2.8 Stent technology (type and platform, including the design, alloy used and strut thickness) has developed rapidly, and recent advances aim to reduce the likelihood of restenosis. Because restenosis is correlated with the degree of inflammation present at the time of angioplasty, drug-eluting stents (DESs) were developed. These are bare-metal stents (BMSs) coated with a drug, usually an immune suppressant, to reduce inflammation or an antimitotic agent to reduce cell proliferation. The drug reaches therapeutic concentrations in local tissues only and may not be detectable systemically, thus avoiding systemic adverse effects. A subsequent development was the use of a drug–polymer mix where the drug is held temporarily in place within a polymer 'painted' onto the metallic stent, allowing the drug to elute slowly into surrounding tissues.

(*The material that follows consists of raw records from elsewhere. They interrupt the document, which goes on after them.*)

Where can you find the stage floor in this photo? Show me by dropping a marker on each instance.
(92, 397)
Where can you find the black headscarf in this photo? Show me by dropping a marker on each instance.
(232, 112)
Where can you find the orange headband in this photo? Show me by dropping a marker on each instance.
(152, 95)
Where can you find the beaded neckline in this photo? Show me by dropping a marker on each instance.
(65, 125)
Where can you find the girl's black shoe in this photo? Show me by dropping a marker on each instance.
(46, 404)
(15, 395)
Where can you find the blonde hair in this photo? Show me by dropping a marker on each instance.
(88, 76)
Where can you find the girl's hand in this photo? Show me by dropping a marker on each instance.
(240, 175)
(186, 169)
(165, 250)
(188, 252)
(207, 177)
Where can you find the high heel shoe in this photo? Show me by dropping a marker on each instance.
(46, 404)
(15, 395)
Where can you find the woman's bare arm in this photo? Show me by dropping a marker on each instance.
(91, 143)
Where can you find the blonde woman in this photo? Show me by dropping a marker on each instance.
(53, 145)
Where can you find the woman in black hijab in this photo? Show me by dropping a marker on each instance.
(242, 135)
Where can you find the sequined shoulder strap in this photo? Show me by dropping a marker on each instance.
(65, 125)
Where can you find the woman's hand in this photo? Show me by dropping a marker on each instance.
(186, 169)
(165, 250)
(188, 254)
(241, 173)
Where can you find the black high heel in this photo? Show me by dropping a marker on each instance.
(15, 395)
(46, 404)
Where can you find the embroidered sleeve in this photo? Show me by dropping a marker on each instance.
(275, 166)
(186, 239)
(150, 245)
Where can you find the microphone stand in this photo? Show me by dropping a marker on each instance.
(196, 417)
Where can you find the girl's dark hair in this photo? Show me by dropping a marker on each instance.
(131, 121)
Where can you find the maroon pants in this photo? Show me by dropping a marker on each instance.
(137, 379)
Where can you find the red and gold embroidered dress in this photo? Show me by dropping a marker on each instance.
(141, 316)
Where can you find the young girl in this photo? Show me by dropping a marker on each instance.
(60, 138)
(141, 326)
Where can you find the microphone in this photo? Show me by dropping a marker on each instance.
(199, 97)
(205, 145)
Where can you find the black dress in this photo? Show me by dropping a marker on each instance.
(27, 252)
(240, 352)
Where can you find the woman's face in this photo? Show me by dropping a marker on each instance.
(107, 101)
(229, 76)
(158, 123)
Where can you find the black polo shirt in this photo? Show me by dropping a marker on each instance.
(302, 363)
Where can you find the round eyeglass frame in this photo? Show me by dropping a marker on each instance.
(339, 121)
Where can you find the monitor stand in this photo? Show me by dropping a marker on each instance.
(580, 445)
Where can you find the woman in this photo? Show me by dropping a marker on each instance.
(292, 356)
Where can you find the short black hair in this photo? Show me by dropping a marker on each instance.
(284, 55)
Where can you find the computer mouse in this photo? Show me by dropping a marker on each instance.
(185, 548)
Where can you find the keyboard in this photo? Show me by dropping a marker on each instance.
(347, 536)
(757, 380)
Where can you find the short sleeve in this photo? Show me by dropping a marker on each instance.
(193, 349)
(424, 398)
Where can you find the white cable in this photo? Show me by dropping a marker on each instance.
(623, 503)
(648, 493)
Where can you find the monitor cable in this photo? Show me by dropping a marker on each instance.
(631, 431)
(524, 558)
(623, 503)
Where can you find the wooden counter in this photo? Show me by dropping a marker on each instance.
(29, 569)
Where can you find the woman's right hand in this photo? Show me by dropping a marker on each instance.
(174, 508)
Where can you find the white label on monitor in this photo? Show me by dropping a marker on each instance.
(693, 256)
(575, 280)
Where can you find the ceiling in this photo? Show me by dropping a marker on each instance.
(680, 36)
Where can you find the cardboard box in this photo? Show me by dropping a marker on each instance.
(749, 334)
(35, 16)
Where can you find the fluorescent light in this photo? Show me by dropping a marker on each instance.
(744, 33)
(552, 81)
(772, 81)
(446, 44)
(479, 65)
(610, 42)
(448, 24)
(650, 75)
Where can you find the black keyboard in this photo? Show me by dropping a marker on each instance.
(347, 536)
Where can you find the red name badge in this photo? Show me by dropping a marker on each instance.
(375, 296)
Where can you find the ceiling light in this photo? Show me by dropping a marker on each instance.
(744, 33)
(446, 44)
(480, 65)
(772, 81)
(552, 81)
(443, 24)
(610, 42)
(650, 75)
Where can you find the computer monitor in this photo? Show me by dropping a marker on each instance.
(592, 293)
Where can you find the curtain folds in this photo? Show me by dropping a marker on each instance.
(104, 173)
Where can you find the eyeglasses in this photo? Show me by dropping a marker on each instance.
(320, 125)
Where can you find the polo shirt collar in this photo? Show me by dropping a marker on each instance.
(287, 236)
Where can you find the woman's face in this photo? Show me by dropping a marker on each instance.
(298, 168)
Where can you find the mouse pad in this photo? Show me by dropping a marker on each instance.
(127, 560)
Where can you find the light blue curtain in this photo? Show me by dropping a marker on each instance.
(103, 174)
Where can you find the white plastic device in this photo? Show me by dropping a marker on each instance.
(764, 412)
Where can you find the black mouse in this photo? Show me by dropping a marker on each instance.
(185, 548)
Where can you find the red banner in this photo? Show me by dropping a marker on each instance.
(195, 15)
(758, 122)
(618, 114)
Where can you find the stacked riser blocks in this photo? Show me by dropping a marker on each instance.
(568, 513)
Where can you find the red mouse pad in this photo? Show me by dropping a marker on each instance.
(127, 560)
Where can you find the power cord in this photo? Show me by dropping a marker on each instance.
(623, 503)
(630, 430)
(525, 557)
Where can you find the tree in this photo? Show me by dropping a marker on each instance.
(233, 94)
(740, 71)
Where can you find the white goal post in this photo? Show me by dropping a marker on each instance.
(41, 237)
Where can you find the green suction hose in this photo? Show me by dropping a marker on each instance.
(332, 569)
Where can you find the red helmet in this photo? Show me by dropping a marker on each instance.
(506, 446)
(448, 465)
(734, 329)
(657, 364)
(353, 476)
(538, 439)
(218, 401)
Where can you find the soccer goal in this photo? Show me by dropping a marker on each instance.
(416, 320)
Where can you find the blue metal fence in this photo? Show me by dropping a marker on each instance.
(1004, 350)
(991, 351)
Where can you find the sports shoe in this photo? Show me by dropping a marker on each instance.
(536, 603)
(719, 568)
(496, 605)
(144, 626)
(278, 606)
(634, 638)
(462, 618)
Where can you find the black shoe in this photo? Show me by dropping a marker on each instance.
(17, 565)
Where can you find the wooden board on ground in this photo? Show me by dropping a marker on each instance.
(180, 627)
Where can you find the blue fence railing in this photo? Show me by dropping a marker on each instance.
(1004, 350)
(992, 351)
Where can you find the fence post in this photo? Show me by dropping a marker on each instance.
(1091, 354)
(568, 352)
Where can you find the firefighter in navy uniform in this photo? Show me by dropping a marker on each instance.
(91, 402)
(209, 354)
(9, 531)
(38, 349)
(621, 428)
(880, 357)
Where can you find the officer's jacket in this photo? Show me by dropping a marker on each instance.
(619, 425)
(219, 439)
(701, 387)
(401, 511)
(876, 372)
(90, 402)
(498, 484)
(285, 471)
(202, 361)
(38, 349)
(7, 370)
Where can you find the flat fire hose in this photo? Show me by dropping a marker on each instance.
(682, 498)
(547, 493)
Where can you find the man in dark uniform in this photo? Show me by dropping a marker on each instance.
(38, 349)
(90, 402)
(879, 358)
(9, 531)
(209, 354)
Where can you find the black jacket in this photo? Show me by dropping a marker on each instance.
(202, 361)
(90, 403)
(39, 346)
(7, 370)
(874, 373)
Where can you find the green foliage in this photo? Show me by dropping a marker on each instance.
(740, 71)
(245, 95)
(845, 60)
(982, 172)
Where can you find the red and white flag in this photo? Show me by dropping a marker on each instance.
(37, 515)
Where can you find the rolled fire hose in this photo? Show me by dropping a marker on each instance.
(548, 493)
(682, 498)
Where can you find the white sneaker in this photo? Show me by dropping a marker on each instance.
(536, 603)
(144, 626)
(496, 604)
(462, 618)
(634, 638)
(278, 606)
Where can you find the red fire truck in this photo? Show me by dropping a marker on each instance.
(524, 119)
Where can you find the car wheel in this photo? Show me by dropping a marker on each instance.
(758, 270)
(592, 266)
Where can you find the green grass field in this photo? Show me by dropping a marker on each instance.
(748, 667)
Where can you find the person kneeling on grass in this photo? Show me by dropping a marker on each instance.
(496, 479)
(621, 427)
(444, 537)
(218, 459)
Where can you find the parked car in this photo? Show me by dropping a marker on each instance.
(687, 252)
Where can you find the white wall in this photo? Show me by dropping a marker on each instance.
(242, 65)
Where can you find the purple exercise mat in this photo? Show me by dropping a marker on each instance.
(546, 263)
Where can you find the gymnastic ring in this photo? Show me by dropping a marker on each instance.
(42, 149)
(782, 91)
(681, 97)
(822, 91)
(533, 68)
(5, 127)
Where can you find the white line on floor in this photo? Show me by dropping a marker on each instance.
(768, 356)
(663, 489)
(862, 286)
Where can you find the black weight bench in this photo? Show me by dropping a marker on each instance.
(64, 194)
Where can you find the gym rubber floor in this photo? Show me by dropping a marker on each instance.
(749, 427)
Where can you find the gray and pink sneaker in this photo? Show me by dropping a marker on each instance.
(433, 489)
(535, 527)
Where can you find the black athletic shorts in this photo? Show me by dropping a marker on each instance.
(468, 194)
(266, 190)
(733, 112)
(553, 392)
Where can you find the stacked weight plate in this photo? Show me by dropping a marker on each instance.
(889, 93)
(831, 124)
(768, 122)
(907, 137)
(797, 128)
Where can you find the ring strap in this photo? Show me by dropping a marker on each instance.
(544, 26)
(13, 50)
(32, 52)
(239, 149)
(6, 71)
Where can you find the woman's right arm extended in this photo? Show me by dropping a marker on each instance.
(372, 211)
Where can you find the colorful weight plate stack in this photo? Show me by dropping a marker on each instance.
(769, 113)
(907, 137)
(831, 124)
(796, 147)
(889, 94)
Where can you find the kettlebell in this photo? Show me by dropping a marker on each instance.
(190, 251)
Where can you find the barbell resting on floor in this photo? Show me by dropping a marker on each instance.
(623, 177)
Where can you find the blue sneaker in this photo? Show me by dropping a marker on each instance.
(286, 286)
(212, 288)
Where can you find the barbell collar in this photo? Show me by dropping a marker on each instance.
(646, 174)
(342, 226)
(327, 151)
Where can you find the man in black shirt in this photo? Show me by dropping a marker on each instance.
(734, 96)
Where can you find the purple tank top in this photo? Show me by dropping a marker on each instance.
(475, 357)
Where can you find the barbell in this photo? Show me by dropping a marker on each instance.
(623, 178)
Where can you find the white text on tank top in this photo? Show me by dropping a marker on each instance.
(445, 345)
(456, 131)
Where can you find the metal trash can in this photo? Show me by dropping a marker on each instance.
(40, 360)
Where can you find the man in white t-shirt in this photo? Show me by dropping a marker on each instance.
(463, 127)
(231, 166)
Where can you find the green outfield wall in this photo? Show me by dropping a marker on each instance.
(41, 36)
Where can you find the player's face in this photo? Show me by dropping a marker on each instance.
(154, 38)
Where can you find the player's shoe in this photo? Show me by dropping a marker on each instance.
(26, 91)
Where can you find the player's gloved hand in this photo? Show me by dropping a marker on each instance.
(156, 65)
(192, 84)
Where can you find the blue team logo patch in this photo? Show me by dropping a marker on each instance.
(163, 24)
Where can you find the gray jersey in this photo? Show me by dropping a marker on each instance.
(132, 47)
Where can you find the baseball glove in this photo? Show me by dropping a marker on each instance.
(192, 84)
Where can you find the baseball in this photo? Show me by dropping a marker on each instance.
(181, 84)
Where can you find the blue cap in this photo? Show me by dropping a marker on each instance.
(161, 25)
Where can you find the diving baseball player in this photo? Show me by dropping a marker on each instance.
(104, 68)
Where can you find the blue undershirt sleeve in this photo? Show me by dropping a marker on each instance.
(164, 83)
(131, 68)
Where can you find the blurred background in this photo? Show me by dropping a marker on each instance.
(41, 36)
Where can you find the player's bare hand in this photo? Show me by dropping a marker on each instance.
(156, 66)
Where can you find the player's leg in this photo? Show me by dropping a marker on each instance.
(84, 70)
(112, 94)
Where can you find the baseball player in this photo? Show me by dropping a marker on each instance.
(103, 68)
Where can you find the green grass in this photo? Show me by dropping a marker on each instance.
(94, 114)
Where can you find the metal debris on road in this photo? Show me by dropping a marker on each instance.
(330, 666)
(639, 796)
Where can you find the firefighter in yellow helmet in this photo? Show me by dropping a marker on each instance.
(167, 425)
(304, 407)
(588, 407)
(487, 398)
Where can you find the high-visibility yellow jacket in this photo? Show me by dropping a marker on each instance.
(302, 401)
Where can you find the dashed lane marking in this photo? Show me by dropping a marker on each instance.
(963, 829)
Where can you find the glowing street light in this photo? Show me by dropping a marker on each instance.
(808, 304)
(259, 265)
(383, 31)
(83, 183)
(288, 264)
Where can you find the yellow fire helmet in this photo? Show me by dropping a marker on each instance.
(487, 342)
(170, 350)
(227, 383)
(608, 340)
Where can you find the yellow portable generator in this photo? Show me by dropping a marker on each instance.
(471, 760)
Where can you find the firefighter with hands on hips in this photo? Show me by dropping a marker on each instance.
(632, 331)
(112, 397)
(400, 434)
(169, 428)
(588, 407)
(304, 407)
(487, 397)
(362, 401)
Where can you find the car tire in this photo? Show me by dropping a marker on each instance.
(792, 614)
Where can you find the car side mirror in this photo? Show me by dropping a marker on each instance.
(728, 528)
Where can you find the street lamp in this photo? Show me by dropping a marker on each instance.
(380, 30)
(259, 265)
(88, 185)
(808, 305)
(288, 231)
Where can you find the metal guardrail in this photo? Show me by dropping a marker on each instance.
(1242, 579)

However, not all stents are polymer based.
2.9 According to British Cardiovascular Intervention Society (BCIS) data, approximately 70,000 PCI procedures were undertaken in the UK in 2005, equating to 1165 per million of the population. In England, the number of procedures per million of the population was 1169, and in Wales, 873.
2.10 The National Service Framework for CHD set a target in March 2000 for revascularisations (PCIs and CABGs), of at least 1500 per million of the population (750 for each type of intervention).
2.11 According to BCIS data, in the UK, the proportion of PCI procedures using stents rose steeply between 1993 and 1999, from below 10% to nearly 80%. It continued to increase, although more slowly, to about 94% in 2005. Data for DES use were not available before 2002. In 2003 it was reported that 17% of all stents used in the UK were DESs. In 2005 this had risen to around 62% in the UK, 60% in England and 77% in Wales. Given the increases in numbers of PCI procedures, it may be that utilisation rates are now much higher than this.
2.12 There is a risk of stent thrombosis associated with the use of both types of stent (DESs and BMSs). To prevent thrombosis occurring, patients are required to use an antiplatelet drug, such as clopidogrel, in addition to aspirin during and after the implantation of a stent. Following data published in 2006, the US Food and Drugs Administration (FDA)'s Circulatory Devices Systems Advisory Panel recommended that the duration of clopidogrel use should be extended in patients receiving a DES. The American College of Cardiologists/American Heart Association PCI guidelines (also endorsed by the Society for Cardiovascular Angiography Interventions) and the BCIS have recommended that for patients receiving DESs the duration of clopidogrel use should be increased to at least 12 months, after which time continuation of clopidogrel should be reviewed taking into account the risk for further events on an individual patient basis.